He saw a man of about forty standing in the middle of the carpet, but standing sideways so that he did not present a full face. He wore an overcoat buttoned up to the neck, and on the felt hat which he held in front of him fresh rain-drops glistened. In his other hand he carried a small black bag. Blake gave him a good look, and came to the conclusion that he might be a secretary, or a chief clerk, or a confidential man of sorts. He was a shabby-respectable-looking person.

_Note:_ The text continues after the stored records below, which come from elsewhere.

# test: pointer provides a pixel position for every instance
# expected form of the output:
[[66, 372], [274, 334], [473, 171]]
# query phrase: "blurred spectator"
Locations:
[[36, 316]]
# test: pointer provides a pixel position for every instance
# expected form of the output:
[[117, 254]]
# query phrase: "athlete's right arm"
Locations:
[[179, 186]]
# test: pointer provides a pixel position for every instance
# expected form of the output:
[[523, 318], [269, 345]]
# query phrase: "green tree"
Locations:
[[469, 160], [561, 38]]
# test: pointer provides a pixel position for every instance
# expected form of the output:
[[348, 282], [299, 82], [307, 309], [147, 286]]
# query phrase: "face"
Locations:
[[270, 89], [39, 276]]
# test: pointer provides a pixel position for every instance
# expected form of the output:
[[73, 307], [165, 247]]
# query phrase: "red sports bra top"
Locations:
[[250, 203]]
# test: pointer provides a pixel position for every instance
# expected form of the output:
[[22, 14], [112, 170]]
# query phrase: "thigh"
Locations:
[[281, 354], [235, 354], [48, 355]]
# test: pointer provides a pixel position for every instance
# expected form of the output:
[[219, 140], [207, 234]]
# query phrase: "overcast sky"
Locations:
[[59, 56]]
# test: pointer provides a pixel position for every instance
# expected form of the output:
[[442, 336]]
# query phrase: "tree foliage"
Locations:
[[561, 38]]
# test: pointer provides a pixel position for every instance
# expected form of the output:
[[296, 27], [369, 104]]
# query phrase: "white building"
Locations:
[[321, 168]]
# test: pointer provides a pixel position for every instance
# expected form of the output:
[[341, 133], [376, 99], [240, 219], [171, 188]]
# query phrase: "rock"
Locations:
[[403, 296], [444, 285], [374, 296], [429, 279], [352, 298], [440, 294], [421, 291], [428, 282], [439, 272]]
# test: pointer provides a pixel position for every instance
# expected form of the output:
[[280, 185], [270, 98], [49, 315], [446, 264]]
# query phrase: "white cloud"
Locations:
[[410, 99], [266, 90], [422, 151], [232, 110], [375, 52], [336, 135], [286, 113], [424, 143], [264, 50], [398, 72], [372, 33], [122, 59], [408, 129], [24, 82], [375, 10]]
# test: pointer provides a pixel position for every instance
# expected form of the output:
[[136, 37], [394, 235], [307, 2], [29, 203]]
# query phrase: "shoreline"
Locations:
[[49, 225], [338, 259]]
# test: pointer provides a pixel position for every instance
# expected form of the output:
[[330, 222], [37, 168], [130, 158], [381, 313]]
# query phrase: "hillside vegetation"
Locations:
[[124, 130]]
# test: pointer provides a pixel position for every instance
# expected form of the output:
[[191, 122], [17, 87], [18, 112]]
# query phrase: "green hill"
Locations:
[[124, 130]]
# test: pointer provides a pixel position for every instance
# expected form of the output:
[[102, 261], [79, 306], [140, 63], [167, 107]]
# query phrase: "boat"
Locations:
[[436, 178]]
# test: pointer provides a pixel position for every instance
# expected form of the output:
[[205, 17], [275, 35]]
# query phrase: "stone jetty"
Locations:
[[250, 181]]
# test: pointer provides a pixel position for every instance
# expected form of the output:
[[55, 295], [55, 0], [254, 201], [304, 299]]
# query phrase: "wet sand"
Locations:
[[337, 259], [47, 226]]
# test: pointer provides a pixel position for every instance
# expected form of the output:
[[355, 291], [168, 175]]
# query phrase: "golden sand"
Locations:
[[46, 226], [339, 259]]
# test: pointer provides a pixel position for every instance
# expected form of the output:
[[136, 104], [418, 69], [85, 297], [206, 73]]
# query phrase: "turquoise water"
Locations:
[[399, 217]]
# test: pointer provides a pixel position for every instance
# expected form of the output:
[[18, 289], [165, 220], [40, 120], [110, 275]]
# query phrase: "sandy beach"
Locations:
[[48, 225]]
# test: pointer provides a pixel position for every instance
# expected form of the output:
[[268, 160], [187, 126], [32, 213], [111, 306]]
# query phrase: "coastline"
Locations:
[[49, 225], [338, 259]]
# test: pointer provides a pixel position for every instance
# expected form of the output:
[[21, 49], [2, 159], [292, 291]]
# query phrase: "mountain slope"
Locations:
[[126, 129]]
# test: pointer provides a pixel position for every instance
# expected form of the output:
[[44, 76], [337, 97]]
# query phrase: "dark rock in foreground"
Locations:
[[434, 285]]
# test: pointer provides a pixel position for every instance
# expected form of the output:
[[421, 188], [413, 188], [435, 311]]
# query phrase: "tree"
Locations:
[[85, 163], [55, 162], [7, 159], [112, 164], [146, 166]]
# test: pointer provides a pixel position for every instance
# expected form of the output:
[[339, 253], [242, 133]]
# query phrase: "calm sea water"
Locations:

This was the sum-total of the first impression, gained the moment his eyes took in that it was not Perry; the second impression was less pleasant, and reported at once that something was wrong.

Though otherwise young and inexperienced, Blake—thanks, or curses, to the police court training—knew more about common criminal blackguardism than most men of fifty, and he recognised that there was somewhere a suggestion of this undesirable world about the man. But there was more than this. There was something singular about him, something far out of the common, though for the life of him Blake could not say wherein it lay. The fellow was out of the ordinary, and in some very undesirable manner.

All this, that takes so long to describe, Blake saw with the first and second glance. The man at once began to speak in a quiet and respectful voice.

"Are you Mr. Blake?" he asked.

"I am."

"Mr. Arthur Blake?"

"Yes."

"Mr. Arthur Herbert Blake?" persisted the other, with emphasis on the middle name.

"That is my full name," Blake answered simply, adding, as he remembered his manners; "but won't you sit down, first, please?"

The man advanced with a curious sideways motion like a crab and took a seat on the edge of the sofa. He put his hat on the floor at his feet, but still kept the bag in his hand.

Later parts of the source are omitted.